Just Cause and Progressive Discipline Requirements
The main bill, Int. No. 1415-A, would prohibit fast-food employers from terminating or substantially reducing the hours of an employee without just cause, specifically the employee’s demonstrated misconduct or poor performance. The misconduct or poor performance must be “demonstrably and materially harmful to the fast food employer’s legitimate business interests.” A “reduction in hours” means “a reduction in a fast food employee’s hours of work totaling at least 15 percent of the employee’s regular schedule or 15 percent of any weekly work schedule.”
In addition, any attempt to terminate or reduce the hours of an employee requires a progressive discipline system that “provides for a graduated range of reasonable responses to a fast food employee’s failure to satisfactorily perform such fast food employee’s job duties, with the disciplinary measures ranging from mild to severe, depending on the frequency and degree of the failure.” An employer cannot rely on discipline that was issued more than one year before the current contemplated action. The progressive discipline policy must be in writing.
Finally, the employer is required to provide the employee a written explanation “of the precise reasons” for the termination or hours reduction within five days of the adverse action. The bill provides that a fact-finder may not consider any reasons proffered by the employer that were not included in the written explanation.
The bill excludes probationary employees -- those in the first 30 days of employment -- from the just-cause and progressive discipline requirements.
The relief available under the law is broad. A violation will result in (1) “reinstatement or restoration of hours of the fast food employee, unless waived by the fast food employee”; and (2) payment of the employee’s reasonable attorneys’ fees and costs. Additionally, a court may award: (1) a $500 penalty for each violation; (2) an order directing compliance with this law; (3) rescission of any discipline issued; (4) back pay for any loss of pay or benefits resulting from the wrongful discharge; (5) punitive damages; and (6) “any other equitable relief as may be appropriate.”
Predictive Scheduling
Bill 1415-A also expands NYC’s existing predictive scheduling laws for fast-food employers. It requires them to “have scheduling practices that provide each fast food employee with a regular schedule that is a predictable, regular set of recurring weekly shifts the employee will work each week” and must provide a “written copy of [the employee’s] regular schedule” before the employee’s first shift and any time the employee’s schedule is changed on an indefinite basis. Previously, fast-food employers were only required to provide employees with a good-faith estimate of hours in writing.

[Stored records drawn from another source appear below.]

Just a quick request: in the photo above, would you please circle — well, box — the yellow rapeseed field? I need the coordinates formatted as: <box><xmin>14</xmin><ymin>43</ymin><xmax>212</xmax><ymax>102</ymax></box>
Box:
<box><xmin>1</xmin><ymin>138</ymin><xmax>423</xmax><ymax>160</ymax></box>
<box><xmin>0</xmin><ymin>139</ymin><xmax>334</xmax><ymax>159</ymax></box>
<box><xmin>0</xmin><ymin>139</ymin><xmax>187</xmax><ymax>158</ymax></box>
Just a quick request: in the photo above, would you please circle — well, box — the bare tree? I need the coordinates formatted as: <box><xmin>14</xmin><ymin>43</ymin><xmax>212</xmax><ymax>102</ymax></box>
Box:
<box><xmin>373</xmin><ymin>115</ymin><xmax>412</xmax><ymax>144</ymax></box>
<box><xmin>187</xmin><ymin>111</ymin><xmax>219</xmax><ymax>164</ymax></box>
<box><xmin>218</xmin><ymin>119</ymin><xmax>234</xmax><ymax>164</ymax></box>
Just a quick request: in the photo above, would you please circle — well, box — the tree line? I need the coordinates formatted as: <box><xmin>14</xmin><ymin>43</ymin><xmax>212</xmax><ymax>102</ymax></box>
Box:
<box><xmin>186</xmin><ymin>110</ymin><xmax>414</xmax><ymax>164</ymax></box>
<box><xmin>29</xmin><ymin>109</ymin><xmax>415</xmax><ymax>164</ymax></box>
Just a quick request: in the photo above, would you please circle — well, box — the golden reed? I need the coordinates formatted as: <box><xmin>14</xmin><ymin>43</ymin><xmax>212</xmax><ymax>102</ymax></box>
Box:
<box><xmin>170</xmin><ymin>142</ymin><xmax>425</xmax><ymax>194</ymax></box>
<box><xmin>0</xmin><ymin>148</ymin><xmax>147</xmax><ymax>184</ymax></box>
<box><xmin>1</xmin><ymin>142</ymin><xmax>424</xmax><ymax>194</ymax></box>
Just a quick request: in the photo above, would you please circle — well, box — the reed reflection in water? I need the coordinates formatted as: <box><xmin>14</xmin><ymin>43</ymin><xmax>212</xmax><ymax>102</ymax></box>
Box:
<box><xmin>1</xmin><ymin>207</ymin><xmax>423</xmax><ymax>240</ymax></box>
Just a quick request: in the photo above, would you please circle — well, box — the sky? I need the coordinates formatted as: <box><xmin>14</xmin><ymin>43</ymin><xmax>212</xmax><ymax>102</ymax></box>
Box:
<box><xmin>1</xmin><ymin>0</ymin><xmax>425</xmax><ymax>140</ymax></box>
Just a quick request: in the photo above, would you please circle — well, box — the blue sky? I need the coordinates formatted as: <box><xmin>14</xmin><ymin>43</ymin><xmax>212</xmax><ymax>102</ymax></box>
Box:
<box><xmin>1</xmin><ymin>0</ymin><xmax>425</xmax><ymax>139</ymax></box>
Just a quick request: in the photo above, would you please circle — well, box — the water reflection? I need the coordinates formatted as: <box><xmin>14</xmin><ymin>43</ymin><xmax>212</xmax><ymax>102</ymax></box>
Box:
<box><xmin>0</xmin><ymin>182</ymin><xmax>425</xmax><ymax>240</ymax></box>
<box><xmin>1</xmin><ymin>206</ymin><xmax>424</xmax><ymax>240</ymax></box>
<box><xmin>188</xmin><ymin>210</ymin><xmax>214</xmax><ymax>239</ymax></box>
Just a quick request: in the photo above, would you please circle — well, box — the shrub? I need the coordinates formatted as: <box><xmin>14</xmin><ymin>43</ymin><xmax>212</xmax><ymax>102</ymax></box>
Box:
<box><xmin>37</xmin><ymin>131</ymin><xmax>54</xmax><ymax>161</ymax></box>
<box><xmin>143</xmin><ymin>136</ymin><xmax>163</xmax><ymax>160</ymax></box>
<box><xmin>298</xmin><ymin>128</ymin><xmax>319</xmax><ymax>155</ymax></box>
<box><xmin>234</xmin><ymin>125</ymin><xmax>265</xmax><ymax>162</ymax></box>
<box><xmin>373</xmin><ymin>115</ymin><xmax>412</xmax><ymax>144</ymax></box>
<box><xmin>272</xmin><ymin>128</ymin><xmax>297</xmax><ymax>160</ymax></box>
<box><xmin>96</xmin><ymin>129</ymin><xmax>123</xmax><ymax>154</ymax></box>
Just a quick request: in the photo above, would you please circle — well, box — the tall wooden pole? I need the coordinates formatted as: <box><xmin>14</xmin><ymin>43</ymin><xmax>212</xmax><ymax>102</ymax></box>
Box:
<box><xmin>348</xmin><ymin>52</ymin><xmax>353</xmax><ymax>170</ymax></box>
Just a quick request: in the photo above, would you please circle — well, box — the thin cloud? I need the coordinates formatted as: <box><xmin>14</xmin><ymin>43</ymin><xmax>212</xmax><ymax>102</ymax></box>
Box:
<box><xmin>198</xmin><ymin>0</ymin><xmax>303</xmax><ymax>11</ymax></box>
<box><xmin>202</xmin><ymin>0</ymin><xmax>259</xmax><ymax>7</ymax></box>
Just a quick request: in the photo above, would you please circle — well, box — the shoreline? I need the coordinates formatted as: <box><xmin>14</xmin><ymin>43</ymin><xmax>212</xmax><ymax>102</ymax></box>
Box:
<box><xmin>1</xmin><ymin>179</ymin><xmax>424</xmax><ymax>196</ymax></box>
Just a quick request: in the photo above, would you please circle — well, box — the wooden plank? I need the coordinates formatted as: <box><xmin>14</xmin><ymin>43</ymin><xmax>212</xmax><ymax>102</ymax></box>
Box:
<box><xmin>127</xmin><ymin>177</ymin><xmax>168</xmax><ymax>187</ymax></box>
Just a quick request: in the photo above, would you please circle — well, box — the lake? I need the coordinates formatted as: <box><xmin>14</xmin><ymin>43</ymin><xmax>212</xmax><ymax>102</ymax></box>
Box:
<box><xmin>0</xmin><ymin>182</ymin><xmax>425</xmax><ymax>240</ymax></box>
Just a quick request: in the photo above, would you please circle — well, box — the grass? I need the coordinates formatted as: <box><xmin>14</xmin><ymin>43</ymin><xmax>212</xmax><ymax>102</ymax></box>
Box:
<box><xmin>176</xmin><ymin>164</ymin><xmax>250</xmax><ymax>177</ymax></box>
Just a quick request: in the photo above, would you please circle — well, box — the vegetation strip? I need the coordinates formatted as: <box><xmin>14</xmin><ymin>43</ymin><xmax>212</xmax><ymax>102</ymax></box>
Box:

Moreover, the employer cannot reduce the employee’s schedule by 15% unless either: (1) the employee consents to or requests the reduction in writing; or (2) the reduction was not substantial under the just cause provisions of the law.
Bona Fide Economic Reason and Reverse Seniority
The second bill, Int. No. 1396-A, provides that a fast-food employer is permitted to terminate or substantially reduce an employee’s hours not merely for “just cause,” but also for a “bona fide economic reason,” which is defined to mean “the full or partial closing of operations or technological or organizational changes to the business in response to the reduction in volume of production, sales, or profit.” To justify the adverse action based on an economic reason, the employer’s decision must be “supported by a fast food employer’s business records showing that the closing, or technological or reorganizational changes are in response to a reduction in volume of production, sales, or profit.” If the termination is based on this bona fide economic reason, the discharge must be carried out “in reverse order of seniority” in the relevant establishment.
In addition, where an employer has discharged or reduced employee hours based on a bona fide economic reason, it may not hire any new employees or assign additional shifts to current employees unless and until it “make[s] reasonable efforts to offer reinstatement or restoration of hours” to any employee discharged for economic reasons within the previous twelve months.
Finally, this bill permits an employee, on or after January 1, 2022, to file an arbitration demand in lieu of a lawsuit to address an alleged wrongful discharge or reduction in hours. It provides specific requirements for the selection of an arbitrator and requires the parties to abide by the employment rules of the American Arbitration Association as well as rules to be adopted by the City’s Department of Consumer Affairs. Once an employee elects to file an arbitration demand, she will have waived her right to sue or file an administrative charge.
Broader Implications for Employers?
There is no doubt that these bills will have profound effects on the fast-food industry in New York City. A question remains whether this legislative package portends an effort by the City Council to undo at-will employment for other industries (or all industries) in NYC. In the spring of 2020, some Council members proposed legislation that would have imposed “just cause” termination requirements for all employers of essential workers (see here and here), though that package was not enacted.
We will continue to monitor developments and provide updates as appropriate.